So, I found this recipe for this deliciousness, Poppy Seed Chicken casserole, some time back and I’ve made it for my family and friends many times over. I did however make some slight changes— and I hope you give it a try! My husband said it’s one of his favorites. I made this recently to thank him for helpin’ me replace my foyer light fixture. (Sometimes we gotta do this!), it was a great trade off and a win-win if you ask me!
POPPY SEED CHICKEN
- 2 chicken breasts (cooked and shredded)
- 1/4 c. each of sliced mushrooms, celery & onion
- 1 T. olive oil
- 1/2 c. sour cream or plain yogurt
- 1 can cream of chicken soup
- 1 c. crushed Ritz crackers (1 sleeve)
- 1/4 c. melted butter
- 1/2 T. poppy seeds
- 1/4 t. lemon juice
- minced garlic, pepper, salt, thyme (to taste)

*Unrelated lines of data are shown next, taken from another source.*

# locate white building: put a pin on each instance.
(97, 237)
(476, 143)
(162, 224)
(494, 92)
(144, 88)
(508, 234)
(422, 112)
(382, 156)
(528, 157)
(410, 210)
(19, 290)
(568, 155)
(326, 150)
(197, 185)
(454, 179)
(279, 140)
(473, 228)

Preparation: Preheat oven to 350º. Saute your mushrooms, onion and celery in a hot skillet with the olive oil. Saute til tender. Mix these veges with the chicken in a 8″ square bakin’ dish and set aside . In a small bowl cream together the soup and sour cream and add your spices (to taste) and lemon juice. Combine well and pour over the chicken. In a separate bowl, mix the crushed crackers and poppy seeds with the melted butter. Blend well until all the cracker crumbs are coated. Pour over the chicken mix and bake for 30 minutes.
Side recommendations: a salad (as pictured) or steamed broccoli that you can mix in with the casserole. This will be a BIG hit!